Mi niñez ha estado marcada porque mi madre de abandonó y viví en la pobreza. Aun viviendo una infancia tan difícil yo me sentía atraído por buscar a Dios le buscaba para que no me afectara tanto ese triste entorno que vivía. Mi búsqueda de Dios duró muchos años, y lamentablemente pasé por muchas sectas religiosas de denominación cristiana, y llegué a ver a la Iglesia Católica como una falsa Iglesia. Pero en el transcurso de este cambio de sectas no hallaba la presencia de Dios. Abandoné esta búsqueda de Dios y con 17 años me centré en mi carrera profesional como técnico  de gastronomía.

Y este cambió de vida vino acompañado de malas costumbres que fueron deteriorando mi dignidad de persona. Me abandoné en una vida plenamente mundana. Parecía una vida feliz, llena de placeres y sin ninguna preocupación por lo bueno y lo malo. Este tipo de vida me dio la oportunidad de ir al extranjero a ejercer mi profesión. Y así es como fui a Chile a los 20 años, y allí conocí a las Misioneras Hermanas Mercedarias de la Caridad en la Parroquia Corazón de María de Mejillones de Antofagasta.

Yo estaba decepcionado de las sectas, por su charlatanería, y, en las misioneras vi todo lo contrario, la sencillez y humildad de su trabajo y el cariño con el que nos trataban sin charlatanerías. Entré a recibir las catequesis los sacramentos de iniciación. Con 24 años y después de varios meses de formación, recibí el Bautismo y al poco tiempo los sacramento de la Reconciliación, de la  Eucaristía y de la Confirmación.

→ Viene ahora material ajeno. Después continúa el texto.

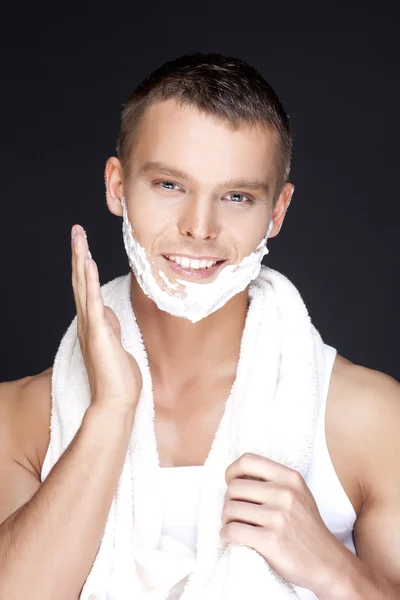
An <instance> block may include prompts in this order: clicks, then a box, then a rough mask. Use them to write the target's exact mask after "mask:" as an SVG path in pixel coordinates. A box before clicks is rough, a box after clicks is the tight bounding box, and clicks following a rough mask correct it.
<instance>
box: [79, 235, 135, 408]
mask: <svg viewBox="0 0 400 600" xmlns="http://www.w3.org/2000/svg"><path fill="white" fill-rule="evenodd" d="M71 245H72V288H73V292H74V298H75V305H76V312H77V329H78V338H79V343H80V347H81V351H82V356H83V359H84V361H85V366H86V370H87V374H88V378H89V384H90V389H91V397H92V404H94V403H96V404H99V405H100V404H101V405H102V406H107V407H109V408H112V409H116V410H117V411H125V410H127V411H128V412H130V411H131V410H132V409H135V408H136V406H137V403H138V401H139V397H140V392H141V389H142V387H143V380H142V374H141V372H140V368H139V365H138V364H137V362H136V360H135V359H134V357H133V356H132V355H131V354H130V353H129V352H127V351H126V350H125V349H124V348H123V346H122V343H121V326H120V323H119V321H118V318H117V316H116V314H115V313H114V311H113V310H112V309H111V308H110V307H108V306H104V302H103V298H102V295H101V290H100V281H99V273H98V269H97V265H96V263H95V261H94V260H93V259H92V258H91V257H89V255H90V253H89V248H88V243H87V238H86V233H85V231H84V229H83V228H82V227H81V226H80V225H74V226H73V227H72V230H71Z"/></svg>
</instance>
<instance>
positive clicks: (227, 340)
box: [131, 273, 248, 389]
mask: <svg viewBox="0 0 400 600" xmlns="http://www.w3.org/2000/svg"><path fill="white" fill-rule="evenodd" d="M131 304H132V309H133V311H134V313H135V316H136V320H137V322H138V325H139V328H140V332H141V334H142V337H143V341H144V344H145V348H146V353H147V356H148V360H149V366H150V370H151V373H152V378H153V380H156V381H157V382H158V384H159V385H161V386H162V387H165V388H167V389H171V388H173V387H176V386H177V385H178V382H180V384H182V383H183V382H187V381H196V380H199V379H201V378H202V377H203V376H204V373H211V374H213V376H214V375H215V376H217V377H218V376H220V375H221V376H226V375H229V374H232V373H235V372H236V367H237V362H238V360H239V352H240V343H241V340H242V334H243V329H244V326H245V322H246V316H247V309H248V288H246V289H245V290H243V292H240V293H239V294H236V295H235V296H233V298H231V299H230V300H229V301H228V302H227V303H226V304H225V305H224V306H222V307H221V308H220V309H219V310H217V311H215V312H214V313H212V314H211V315H209V316H208V317H206V318H205V319H202V320H201V321H198V322H197V323H192V322H191V321H189V320H187V319H181V318H179V317H175V316H172V315H170V314H169V313H167V312H165V311H162V310H160V309H159V308H158V306H157V305H156V304H155V302H153V300H151V299H150V298H148V297H147V296H146V295H145V294H144V293H143V291H142V289H141V287H140V286H139V284H138V283H137V281H136V278H135V276H134V275H133V273H131ZM171 382H173V383H171Z"/></svg>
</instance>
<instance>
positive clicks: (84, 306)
mask: <svg viewBox="0 0 400 600" xmlns="http://www.w3.org/2000/svg"><path fill="white" fill-rule="evenodd" d="M78 227H79V230H78V232H77V233H76V235H75V246H74V254H75V270H76V289H77V294H78V301H79V306H80V310H81V316H82V319H83V322H82V324H83V325H84V324H85V323H87V311H86V276H85V258H86V257H87V256H88V245H87V240H86V233H85V231H84V229H83V227H81V226H78Z"/></svg>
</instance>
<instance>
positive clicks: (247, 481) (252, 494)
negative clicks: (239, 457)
mask: <svg viewBox="0 0 400 600" xmlns="http://www.w3.org/2000/svg"><path fill="white" fill-rule="evenodd" d="M268 485H271V484H270V483H268V482H265V481H254V480H252V479H232V480H231V481H230V482H229V485H228V487H227V490H226V494H225V500H226V501H228V500H244V501H245V502H254V503H255V504H262V503H263V502H265V497H266V494H267V493H268V491H267V486H268Z"/></svg>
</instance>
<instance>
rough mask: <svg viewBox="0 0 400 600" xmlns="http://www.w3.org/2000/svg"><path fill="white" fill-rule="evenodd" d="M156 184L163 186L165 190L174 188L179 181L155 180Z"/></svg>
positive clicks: (168, 180)
mask: <svg viewBox="0 0 400 600" xmlns="http://www.w3.org/2000/svg"><path fill="white" fill-rule="evenodd" d="M154 185H156V186H158V187H161V188H162V189H164V190H173V189H174V186H178V184H177V183H174V182H173V181H169V180H164V181H155V182H154Z"/></svg>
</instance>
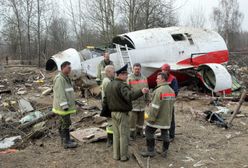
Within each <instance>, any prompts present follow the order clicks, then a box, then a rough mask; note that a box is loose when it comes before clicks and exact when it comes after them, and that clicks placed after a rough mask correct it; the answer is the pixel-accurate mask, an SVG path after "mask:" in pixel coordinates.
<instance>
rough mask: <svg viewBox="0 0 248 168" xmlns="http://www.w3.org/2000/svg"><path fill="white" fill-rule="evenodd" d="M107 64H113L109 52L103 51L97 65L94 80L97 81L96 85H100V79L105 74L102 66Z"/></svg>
mask: <svg viewBox="0 0 248 168" xmlns="http://www.w3.org/2000/svg"><path fill="white" fill-rule="evenodd" d="M107 65H114V63H113V61H111V60H110V58H109V53H108V52H104V53H103V60H102V61H101V62H100V63H99V64H98V66H97V76H96V82H97V84H98V85H101V83H102V80H103V79H104V77H105V76H106V74H105V70H104V68H105V67H106V66H107Z"/></svg>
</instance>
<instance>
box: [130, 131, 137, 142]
mask: <svg viewBox="0 0 248 168" xmlns="http://www.w3.org/2000/svg"><path fill="white" fill-rule="evenodd" d="M135 140H136V131H130V141H135Z"/></svg>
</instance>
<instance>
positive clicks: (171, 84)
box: [161, 64, 179, 141]
mask: <svg viewBox="0 0 248 168" xmlns="http://www.w3.org/2000/svg"><path fill="white" fill-rule="evenodd" d="M161 70H162V72H164V73H166V74H167V75H168V80H167V82H168V83H169V85H170V87H171V88H172V89H173V90H174V92H175V94H176V96H177V95H178V91H179V89H178V82H177V78H176V77H175V76H173V75H172V74H171V73H170V65H169V64H164V65H163V66H162V68H161ZM175 129H176V121H175V107H173V111H172V120H171V127H170V130H169V133H170V141H173V140H174V138H175Z"/></svg>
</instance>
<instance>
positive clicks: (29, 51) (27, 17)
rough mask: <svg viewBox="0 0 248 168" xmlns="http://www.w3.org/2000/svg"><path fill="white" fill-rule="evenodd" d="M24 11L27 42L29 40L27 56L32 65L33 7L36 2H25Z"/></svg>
mask: <svg viewBox="0 0 248 168" xmlns="http://www.w3.org/2000/svg"><path fill="white" fill-rule="evenodd" d="M24 4H25V5H24V11H25V15H24V18H25V25H26V27H27V29H26V30H27V40H28V42H27V43H28V45H27V56H28V59H29V63H30V64H31V59H32V57H31V24H32V23H31V22H32V17H33V16H34V13H33V6H34V1H33V0H24Z"/></svg>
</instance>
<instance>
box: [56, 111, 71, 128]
mask: <svg viewBox="0 0 248 168" xmlns="http://www.w3.org/2000/svg"><path fill="white" fill-rule="evenodd" d="M70 125H71V116H70V114H68V115H65V116H62V115H59V129H60V130H66V129H69V128H70Z"/></svg>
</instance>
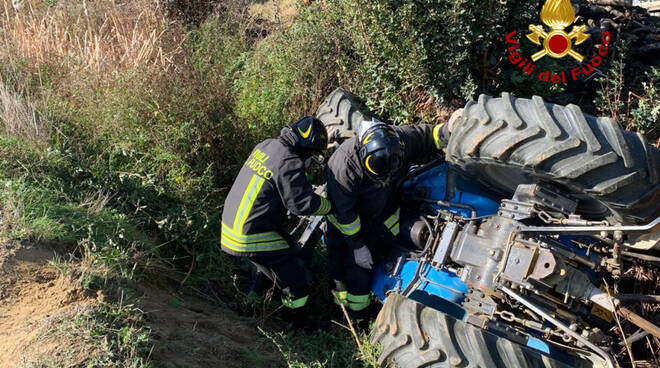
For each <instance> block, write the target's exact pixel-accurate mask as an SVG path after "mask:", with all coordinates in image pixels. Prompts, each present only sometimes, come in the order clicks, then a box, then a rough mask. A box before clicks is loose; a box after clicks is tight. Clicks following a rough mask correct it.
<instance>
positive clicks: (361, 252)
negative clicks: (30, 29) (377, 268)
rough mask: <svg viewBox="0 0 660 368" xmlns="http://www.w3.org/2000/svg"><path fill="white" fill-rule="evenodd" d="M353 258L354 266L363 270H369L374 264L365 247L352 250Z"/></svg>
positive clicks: (366, 246) (361, 247) (369, 269)
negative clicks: (355, 265) (362, 269)
mask: <svg viewBox="0 0 660 368" xmlns="http://www.w3.org/2000/svg"><path fill="white" fill-rule="evenodd" d="M353 257H354V258H355V264H356V265H358V266H360V267H362V268H364V269H365V270H370V269H371V266H372V265H373V264H374V261H373V260H372V259H371V252H370V251H369V248H367V246H366V245H363V246H362V247H360V248H358V249H355V250H353Z"/></svg>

La hermana Elsa, a quien llamo “madrecita” con mucho cariño, me ha acompañado durante todo este tiempo. Ha sido una ayuda muy importante, ella fue alimentando  esa fe que sentía morir en mi. Durante mucho tiempo participé en las labores misioneras que realizaba junto a las otras misioneras. Visitamos a los enfermos, participamos en cursos bíblicos, teológicos y catequéticos. Acudíamos a las oraciones, retiros programados para las comunidades, las eucaristías dominicales donde ayudaba como lector e incluso como acólito o monaguillo.

Esta labor misionera que realicé con la hermana ha contribuido a  centrar mi vida en el camino que sé que es el que Dios quiere para mí. He escuchado la llamada del Señor a la vocación sacerdotal. En esta etapa de discernimiento valoro mucho el acompañamiento de la “madrecita” que, como a niño pequeño, me ayuda a dar mis primeros pasos.

Me doy cuenta que gracias a la labor misionera que silenciosamente realiza la hermana Elsa es muy efectiva porque en ella vemos vivo el Evangelio. Y gracias a eso yo he descubierto que la presencia de Dios es más notable de lo que pensamos”.